JONESBORO, ARK. -- When President Reagan blames the existence of huge budget deficits on Congress, he gets a sympathetic response from Democratic as well as Republican voters in this middle-income southern community.

At every opportunity, even during the recent delicate negotiation with congressional leaders on a deficit-reduction package, Reagan alleges that the red ink accumulated during his own presidency represents a continuation of "50 years" of congressional fiscal irresponsibility.

The reality is quite different: as a result of Reagan's faulty economic policies, analysis and forecasts, the nation has had to endure a record series of deficits, averaging close to $200 billion a year in Reagan's first five years. This has doubled the national debt.

But does the Reagan line blaming Congress sell here? "You better believe it does!" says a member of the Arkansas State University faculty. He notes, nonetheless, that Jonesboro voters are happy when their congressman comes through with additional road-building money around Election Day.

"The Reagan-era deficits have been a sharp departure from prior U.S. experience . . . in size as well as origin," said Harvard professor Benjamin Friedman in recent congressional testimony. No Democrat -- they're supposed to be the "big spenders" -- has ever come close to Reagan. In fiscal 1981, the year before Reagan took office, Jimmy Carter ran a deficit of $57.9 billion, which Reagan denounced. That was the last "two-digit" federal deficit.

This is the Reagan deficit scorecard: fiscal 1982, $127.9 billion; fiscal 1983, $208.9 billion; fiscal 1984, $185.3 billion; fiscal 1985, $212.3 billion; fiscal 1986, $220.7 billion; and fiscal 1987, $148.0 billion.

The myth that Congress is responsible for piling up the red ink is a refinement of Reagan's original rationale, used until 1983. Until then, White House apologists blamed the deficits on recession and on Federal Reserve Board policy, saying we would "grow our way out."

As Princeton economist William Branson notes, it wasn't until the deficit refused to go away, despite economic recovery in 1983, that administration spokesmen latched onto the idea that there is a "structural" deficit.

In fact, the "structural" problems -- created not only for the United States but for the world -- were an outgrowth of Reagan's wild tax-cutting spree in 1981, coupled with a damn-the-expense arms buildup.

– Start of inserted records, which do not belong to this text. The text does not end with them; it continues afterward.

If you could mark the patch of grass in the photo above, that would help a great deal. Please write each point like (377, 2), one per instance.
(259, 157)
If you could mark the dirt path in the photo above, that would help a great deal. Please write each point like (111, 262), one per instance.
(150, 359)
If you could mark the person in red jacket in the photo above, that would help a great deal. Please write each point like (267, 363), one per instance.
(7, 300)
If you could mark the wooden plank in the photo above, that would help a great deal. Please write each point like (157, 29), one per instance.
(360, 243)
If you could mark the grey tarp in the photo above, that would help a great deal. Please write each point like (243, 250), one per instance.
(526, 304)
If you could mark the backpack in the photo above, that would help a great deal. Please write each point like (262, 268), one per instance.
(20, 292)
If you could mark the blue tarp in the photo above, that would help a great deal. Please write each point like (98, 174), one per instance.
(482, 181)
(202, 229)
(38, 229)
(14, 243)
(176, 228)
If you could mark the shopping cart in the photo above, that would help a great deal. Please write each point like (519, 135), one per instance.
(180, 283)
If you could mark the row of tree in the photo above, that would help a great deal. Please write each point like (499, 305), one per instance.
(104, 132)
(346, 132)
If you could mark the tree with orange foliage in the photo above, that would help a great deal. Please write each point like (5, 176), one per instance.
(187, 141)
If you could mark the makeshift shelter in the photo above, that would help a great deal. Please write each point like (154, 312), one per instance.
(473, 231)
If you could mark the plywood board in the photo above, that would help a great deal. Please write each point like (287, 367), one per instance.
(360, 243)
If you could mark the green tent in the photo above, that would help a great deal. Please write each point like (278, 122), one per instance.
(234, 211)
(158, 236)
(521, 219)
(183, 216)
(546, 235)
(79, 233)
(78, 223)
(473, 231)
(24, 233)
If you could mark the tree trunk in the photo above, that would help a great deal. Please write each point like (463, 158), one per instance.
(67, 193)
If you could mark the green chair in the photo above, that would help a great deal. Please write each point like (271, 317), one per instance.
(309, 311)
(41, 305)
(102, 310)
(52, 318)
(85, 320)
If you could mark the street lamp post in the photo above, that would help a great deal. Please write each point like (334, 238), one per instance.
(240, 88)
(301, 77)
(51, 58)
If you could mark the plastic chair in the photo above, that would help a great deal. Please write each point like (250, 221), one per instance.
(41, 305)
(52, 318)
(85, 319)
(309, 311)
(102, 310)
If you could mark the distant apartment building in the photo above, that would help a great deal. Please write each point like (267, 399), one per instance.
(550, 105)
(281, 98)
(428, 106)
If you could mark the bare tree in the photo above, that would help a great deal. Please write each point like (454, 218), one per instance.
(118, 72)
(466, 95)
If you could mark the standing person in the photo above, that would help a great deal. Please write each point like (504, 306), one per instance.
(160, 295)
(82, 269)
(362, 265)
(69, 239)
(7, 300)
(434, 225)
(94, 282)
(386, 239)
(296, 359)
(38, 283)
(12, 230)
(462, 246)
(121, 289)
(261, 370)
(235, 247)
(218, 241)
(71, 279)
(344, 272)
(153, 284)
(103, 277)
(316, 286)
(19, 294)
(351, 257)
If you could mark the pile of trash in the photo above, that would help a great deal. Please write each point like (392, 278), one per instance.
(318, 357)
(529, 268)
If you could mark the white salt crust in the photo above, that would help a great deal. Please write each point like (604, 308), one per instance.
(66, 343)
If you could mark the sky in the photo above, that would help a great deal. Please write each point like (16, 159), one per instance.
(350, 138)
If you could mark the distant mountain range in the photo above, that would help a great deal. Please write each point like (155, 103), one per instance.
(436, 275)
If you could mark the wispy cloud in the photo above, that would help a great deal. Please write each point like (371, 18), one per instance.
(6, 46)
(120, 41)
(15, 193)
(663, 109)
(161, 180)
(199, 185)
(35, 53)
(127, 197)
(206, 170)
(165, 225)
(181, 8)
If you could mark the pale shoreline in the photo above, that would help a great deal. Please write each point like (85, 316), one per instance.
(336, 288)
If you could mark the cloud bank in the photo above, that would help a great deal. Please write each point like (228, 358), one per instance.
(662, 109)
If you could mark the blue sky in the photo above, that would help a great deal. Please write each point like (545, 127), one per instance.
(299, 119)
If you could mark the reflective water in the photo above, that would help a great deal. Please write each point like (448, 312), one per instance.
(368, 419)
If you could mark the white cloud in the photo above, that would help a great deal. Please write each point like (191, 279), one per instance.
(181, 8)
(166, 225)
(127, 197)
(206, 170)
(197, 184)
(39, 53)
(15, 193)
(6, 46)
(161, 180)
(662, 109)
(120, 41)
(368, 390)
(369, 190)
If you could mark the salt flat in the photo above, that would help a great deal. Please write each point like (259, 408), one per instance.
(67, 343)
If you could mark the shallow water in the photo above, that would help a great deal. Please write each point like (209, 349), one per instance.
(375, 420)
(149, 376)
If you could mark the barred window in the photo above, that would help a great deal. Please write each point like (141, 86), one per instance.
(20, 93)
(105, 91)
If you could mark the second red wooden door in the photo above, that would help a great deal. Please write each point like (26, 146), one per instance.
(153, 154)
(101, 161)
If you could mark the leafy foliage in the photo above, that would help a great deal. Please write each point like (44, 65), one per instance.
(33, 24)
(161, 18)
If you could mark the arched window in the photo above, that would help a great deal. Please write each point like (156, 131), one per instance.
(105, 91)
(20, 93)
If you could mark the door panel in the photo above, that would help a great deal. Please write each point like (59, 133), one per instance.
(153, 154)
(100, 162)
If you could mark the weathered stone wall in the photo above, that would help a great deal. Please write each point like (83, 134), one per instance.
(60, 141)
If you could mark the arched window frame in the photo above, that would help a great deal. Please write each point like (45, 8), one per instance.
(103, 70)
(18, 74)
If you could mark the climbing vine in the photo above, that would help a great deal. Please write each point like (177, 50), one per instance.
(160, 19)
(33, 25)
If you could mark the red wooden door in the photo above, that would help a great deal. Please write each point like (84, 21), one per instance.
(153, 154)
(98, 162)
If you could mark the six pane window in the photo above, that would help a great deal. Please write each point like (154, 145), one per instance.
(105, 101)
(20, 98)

Have we all forgotten that Chief of Staff Howard Baker, then the Republican leader in the Senate, characterized the president's 1981 program of cutting taxes and boosting defense expenditures as "a riverboat gamble"? Even George Bush correctly labeled the Reagan tax-cut promises during the 1980 campaign as "voodoo-economics policy and economic madness."

John Palmer and Isabel Sawhill of the Urban Institute, in their "Reagan Record," published in 1984, put it this way: "{The} 'rosy scenario,' as it came to be called, offered the promise that we could simultaneously reduce inflation and stimulate growth; that we could have large cuts in tax rates without a massive revenue loss; that we could strengthen our defense and yet restrain total outlays by attacking domestic fraud, waste and abuse; and that we could balance the budget without economic sacrifice."

But the magical economic growth promised by proponents of this ill-conceived "supply-side" economic theory never developed. Instead, the revenue loss was so great that Sens. Robert Dole and Pete Domenici, working hand in hand with David Stockman, then the budget director, and James Baker, then the chief of staff, sneaked two major tax increases past Reagan as "revenue enhancers."

And where have the spending increases come from? In a soon-to-be published book, Friedman provides a conclusive answer: over the first five years, Congress has added a cumulative total of $72 billion to spending proposed by the administration.

So of the $955 billion added to the national debt over its first five years, the Reagan administration can take credit -- or blame -- for almost $900 billion of it. And more than half of that is in payments on the debt as interest rates soared -- another cost of supply-side economics. (Addition of the sixth fiscal year, not in Friedman's tally, does not alter the picture.)

But mythology dies hard. In Jonesboro and elsewhere in middle America, Democrats remain stuck with the big-spender image. Reagan also promotes the idea that if taxes are raised, the revenue will be dissipated in additional spending. In actuality, in the Reagan years, total appropriations have been less than administration requests.

We should put the deficit monkey where it belongs: on Reagan's back. The deficits are the symbol of the Reagan economic legacy so far. And we still have two fiscal years to go.